États-Unis
Prix Balzan 2025 pour Histoire de l’art contemporain
Discours de remerciement – Berne 14.11.2025 (anglais)
Madame President,
Chair and Presidents of the Balzan Foundation,
Members of the General Prize Committee,
Fellow Laureates,
Ladies and Gentlemen,
The gratitude I feel in accepting this honor is for its reinforcement of a trajectory that has been somewhat eccentric, for reasons I will try to evoke.
My own eccentricity toward my discipline leads my thought to the distinguished scholar Professor Leo Steinberg, whom I had met in 1970.
Steinberg’s family had fled Moscow for Berlin from which they fled to London, where Leo, speaking no English, taught himself the language by wandering through the city with Joyce’s Ulysses in his pocket. At the Slade School of Art, he had taught life-drawing where the body’s silent gesture is speechlessly eloquent. Here is a passage from Ulysses, from which the word diaphane emerges, which Leo’s writing on art frequently put to use. Diaphane is the translucent, vertical film through which we, erect human bodies, peer out to the space receding away from our standing, viewing postures.
Here is the passage. It occurs where Steven Dedalus is on the Dublin beach, staring out to sea.
Ineluctable modality of the visible: at least that if no more: thought through my eyes. Signature of all things I am here to read, seaspawn and seawrack, the nearing tide, that rusty boot. Snotgreen, bluesilver, rust, coloured signs… Then he was aware of them bodies, before of them coloured. How? By knocking his sconce against them, sure… Limit of the diaphane in… If you can put your five fingers through it, it is a gate, if not a door. Shut your eyes and see.
This looking down at the beach and up through the diaphane ruptures the historical doctrine of opticality as the historical goal of modernism. Leo coins a phrase for it: “flatbed picture plane.” He finds this triumphantly at work in Robert Rauschenberg, explicitly, in Monogram, where a stuffed Mongolian goat grazes on a supine bespattered canvas plane. The modernism that limited the avant-garde to the practice of opticality, such as Pollock’s misty skeins, exiled Leo’s daring-to-insist-on “Other Criteria,” which some of us welcomed as a way of expanding modernist doctrine to the single opposition of the body’s viewpoints. Down upon the boots, or out to sea. “Other Criteria” arise from Leo’s teaching, where the bodily detail organizes and reorients the whole meaning of the picture.
This disparity forms the opposition Freud develops in Civilization and Its Discontents. The human species, he notices, began its existence running on its four legs – like animals – smelling and sniffing its prey. The rotation of its feet allowed it to stand up, distance itself from others of its species, freeing its eyes to suppress its nose, and gaining the sense of beauty. Conventional aesthetics has psycho-analysis and history on its side; Steinberg has only his conviction in the human posture as significant.

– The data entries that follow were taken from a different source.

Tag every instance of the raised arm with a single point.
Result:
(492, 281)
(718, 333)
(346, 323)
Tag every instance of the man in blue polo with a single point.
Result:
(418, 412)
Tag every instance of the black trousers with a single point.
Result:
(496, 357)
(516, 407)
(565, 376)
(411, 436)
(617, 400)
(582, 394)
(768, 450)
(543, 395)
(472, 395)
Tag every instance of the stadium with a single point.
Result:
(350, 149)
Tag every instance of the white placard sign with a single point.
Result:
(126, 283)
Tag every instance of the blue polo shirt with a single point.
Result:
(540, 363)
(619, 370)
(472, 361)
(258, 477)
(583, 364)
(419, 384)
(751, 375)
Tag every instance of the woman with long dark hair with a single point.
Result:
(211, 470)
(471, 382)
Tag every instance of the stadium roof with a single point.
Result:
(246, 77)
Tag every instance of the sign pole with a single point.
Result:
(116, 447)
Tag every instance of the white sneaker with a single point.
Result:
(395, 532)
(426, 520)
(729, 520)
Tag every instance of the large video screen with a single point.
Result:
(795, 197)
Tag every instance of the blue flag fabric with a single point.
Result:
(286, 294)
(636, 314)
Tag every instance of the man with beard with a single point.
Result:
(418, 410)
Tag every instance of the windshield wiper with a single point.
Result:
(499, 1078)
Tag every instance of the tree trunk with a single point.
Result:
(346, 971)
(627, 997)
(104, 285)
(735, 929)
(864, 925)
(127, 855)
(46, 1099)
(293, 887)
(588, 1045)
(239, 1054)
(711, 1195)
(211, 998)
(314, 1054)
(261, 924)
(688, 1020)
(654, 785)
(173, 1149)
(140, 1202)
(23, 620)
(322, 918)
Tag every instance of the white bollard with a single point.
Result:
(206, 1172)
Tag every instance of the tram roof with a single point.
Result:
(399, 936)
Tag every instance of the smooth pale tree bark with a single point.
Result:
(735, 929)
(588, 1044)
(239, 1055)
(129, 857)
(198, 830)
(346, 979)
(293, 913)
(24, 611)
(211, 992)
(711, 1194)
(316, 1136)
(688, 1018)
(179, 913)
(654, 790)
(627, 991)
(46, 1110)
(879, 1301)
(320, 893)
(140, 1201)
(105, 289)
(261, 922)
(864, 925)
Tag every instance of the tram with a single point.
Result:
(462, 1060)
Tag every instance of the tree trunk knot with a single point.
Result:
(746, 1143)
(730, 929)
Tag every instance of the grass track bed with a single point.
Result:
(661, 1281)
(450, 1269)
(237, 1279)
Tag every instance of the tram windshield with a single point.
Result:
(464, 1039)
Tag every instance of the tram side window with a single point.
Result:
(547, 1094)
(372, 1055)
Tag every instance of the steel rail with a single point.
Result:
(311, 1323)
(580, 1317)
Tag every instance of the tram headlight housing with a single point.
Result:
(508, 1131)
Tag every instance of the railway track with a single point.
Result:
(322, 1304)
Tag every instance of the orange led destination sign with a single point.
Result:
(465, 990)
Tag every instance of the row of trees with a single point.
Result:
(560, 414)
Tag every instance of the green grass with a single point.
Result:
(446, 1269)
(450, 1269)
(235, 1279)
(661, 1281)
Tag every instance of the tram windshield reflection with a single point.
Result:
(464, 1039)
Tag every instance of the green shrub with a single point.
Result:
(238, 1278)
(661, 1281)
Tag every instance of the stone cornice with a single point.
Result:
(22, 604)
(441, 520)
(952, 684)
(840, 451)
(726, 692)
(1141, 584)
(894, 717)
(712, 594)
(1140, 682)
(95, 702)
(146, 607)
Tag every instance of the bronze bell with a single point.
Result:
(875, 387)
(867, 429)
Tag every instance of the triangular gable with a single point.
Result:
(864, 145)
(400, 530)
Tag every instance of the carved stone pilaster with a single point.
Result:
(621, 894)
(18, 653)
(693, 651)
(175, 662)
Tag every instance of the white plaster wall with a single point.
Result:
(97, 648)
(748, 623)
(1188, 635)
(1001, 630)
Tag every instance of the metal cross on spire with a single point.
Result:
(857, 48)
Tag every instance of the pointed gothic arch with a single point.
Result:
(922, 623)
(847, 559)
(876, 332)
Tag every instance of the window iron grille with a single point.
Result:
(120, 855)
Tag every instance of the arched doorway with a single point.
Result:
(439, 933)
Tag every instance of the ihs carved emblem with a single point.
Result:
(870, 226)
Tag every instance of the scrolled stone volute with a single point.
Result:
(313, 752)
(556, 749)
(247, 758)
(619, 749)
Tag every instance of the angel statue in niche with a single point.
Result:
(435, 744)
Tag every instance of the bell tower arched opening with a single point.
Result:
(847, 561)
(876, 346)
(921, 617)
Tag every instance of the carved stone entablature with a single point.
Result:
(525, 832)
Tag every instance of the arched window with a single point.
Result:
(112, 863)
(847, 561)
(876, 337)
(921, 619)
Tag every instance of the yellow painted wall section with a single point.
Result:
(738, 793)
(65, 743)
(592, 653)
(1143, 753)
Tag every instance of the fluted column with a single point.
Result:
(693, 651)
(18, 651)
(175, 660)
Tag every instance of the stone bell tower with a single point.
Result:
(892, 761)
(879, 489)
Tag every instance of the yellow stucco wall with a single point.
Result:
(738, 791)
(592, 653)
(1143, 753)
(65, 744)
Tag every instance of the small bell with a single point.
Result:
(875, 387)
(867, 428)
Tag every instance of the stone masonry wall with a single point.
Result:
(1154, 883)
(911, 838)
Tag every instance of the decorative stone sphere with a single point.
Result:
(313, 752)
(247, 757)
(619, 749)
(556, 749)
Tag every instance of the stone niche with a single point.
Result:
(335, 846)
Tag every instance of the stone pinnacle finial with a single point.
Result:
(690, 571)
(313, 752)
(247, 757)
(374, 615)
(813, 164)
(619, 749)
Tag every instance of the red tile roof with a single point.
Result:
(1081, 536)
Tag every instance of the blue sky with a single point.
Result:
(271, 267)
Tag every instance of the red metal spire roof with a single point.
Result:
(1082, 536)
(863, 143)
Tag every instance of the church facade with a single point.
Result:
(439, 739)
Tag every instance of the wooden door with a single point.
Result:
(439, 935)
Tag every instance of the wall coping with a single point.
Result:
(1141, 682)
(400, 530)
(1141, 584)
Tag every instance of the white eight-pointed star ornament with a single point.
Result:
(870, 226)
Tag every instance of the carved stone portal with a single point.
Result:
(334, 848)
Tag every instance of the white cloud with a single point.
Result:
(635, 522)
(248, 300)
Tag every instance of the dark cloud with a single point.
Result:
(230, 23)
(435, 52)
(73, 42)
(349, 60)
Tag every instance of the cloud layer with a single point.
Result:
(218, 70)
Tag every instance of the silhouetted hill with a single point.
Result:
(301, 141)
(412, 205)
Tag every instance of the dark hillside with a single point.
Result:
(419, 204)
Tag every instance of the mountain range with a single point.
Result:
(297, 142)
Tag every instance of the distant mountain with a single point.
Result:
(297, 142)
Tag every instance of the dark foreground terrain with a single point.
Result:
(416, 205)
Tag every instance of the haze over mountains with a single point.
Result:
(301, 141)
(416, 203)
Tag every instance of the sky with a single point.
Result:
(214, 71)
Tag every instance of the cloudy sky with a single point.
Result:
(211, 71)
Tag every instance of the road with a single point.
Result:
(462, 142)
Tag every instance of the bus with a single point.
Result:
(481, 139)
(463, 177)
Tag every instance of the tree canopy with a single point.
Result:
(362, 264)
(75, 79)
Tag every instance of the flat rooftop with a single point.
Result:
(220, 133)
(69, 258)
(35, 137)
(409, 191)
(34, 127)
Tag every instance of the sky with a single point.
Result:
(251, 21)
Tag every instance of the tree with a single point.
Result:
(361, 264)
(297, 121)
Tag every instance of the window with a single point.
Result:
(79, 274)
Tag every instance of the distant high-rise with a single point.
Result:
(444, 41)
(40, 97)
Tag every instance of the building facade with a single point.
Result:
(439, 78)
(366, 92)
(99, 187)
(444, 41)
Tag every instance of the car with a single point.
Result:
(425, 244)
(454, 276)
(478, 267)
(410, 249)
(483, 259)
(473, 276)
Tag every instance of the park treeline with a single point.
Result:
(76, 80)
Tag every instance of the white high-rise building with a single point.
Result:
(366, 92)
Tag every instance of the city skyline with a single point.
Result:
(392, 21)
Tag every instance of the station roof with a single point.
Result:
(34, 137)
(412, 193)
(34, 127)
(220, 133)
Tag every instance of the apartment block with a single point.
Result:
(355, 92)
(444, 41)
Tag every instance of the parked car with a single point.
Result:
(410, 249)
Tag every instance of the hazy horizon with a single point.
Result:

Structuralism dispenses with this quandary: outward or downward, since every opposition is held to be the very birth of meaning.
There is no room to do justice to structuralism in a three-minute talk. I credit it as formative: from my own work on art and semiotics with rotation of the picture surface as the driver of modernism, to the diagrammatic organization of the chaos of the art of the 1970s in my essay, “Sculpture in the Expanded Field.” (think Earthworks; think Installation Art.)
To return to the structure of the optical – prevalent throughout modernism – it arises from color theory: in the Impressionists’ attempt to wrest tonality from natural events: the fog, clouds, sunlight on water. This would be challenged by the Post-Impressionists, who dismissed tonality for a confrontation of complementary colors that would produce, they thought, the very effect of light itself, making its practice abstract. Within light itself we find the ultimate opposition between nature and culture: realism and abstraction.
This is an impossibly telegraphed version of the practice I adopted in fashioning art-historical discourse to my own theoretical needs.
To pay my debt to structuralism, I am now at work on a book to be called Roland Barthes: Charms and Demons. The “charm,” for Barthes was any author’s idiomatic speech; the “demon” was naturalism which annihilates the charm of form.
Those are my “details.” I know Leo Steinberg would have been as delighted for me for this honor as I am for myself.